Caitlin Doughty's Blog, page 4
July 11, 2022
The Man Who Took Down a $3 Billion Funeral Empire
April 25, 2022
Why JFK’s Casket Stayed Closed
April 1, 2022
This is How You Died
Hey, this is me, your doctor. You died.
Let’s get this out of the way: there are a couple people in this auditorium who I probably killed.
I wasn’t trying to, of course, but we’ll get to that.
You were not the first people in my care who died, of course. Death comes with my job. People don’t come to the hospital because everything is going super great and they’re having a fun time. They’re sick, many are elderly, and many have been in the hospital seven times in the last six months.
But you are the ones who haunt me when I try to sleep at night.

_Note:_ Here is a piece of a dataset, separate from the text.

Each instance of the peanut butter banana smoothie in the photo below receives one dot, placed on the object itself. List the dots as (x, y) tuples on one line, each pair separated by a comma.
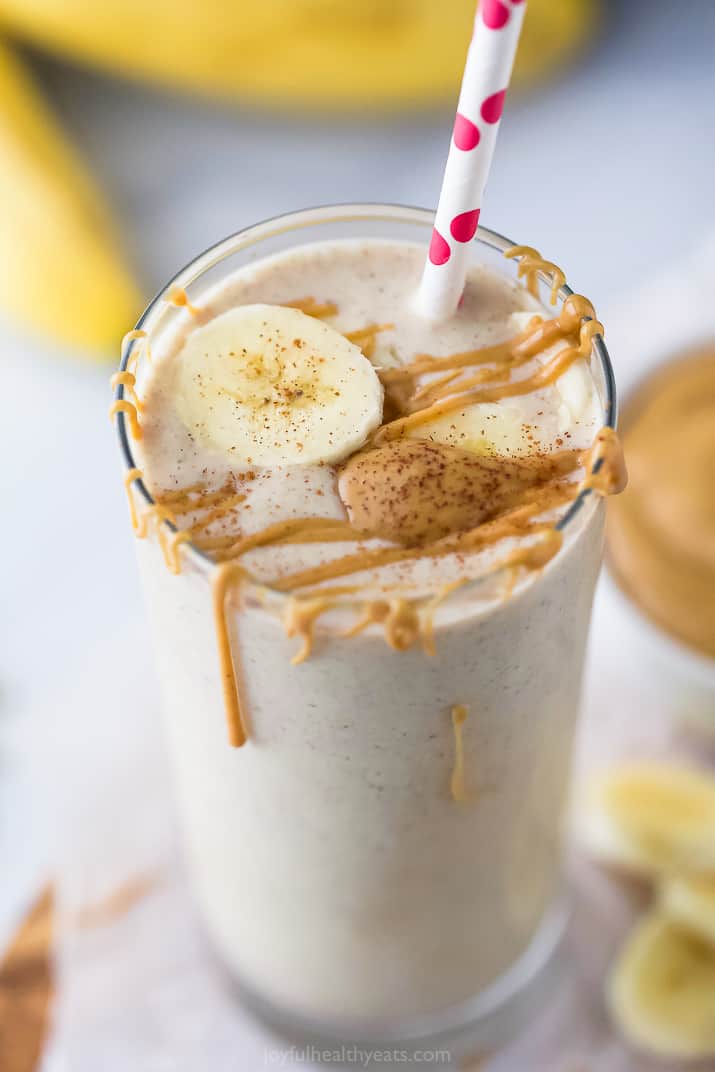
[(371, 547)]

Every culture has a different idea of what constitutes a good death. Some people want to die in battle. Some people want to die as martyrs. In our culture, we want to die from old age. We want to die in bed, in our sleep. If we can’t have that death, we want to die in a hospital bed with clean white sheets, surrounded by family and sympathetic doctors and nurses. We want them to mourn us and celebrate us as we pass into the dark.
In contrast, the ideas about what constitutes a bad death are a little more unified across cultures. A bad death is an unanticipated death or an excruciating death. We fear, worst of all, that we will die alone — and that no one will know what happened to us.
You died the worst kind of death, and for all of my training, all of my sophistication and artistry, I was powerless to stop it.
You died gasping.
When I talk about suffering to patients and their families, I contextualize it as “the four horsemen.” The four horsemen of suffering are pain, itch, nausea, and breathlessness. All four of these can become such an excruciating torment that they can they rob us of our wits, that they can cause people to beg for relief — but for the first three, for pain, itch and nausea, eventually, even if relief isn’t possible, people curl up, they withdraw into themselves, and they shut down.
But with breathlessness, we stay awake. We fight until our very last gasp.
Covid-19 causes acute respiratory distress syndrome, a form of pneumonia so severe I had only seen it two or three times. Then, in April 2020, every single bed in my hospital was full of Covid patients. Many had ARDS.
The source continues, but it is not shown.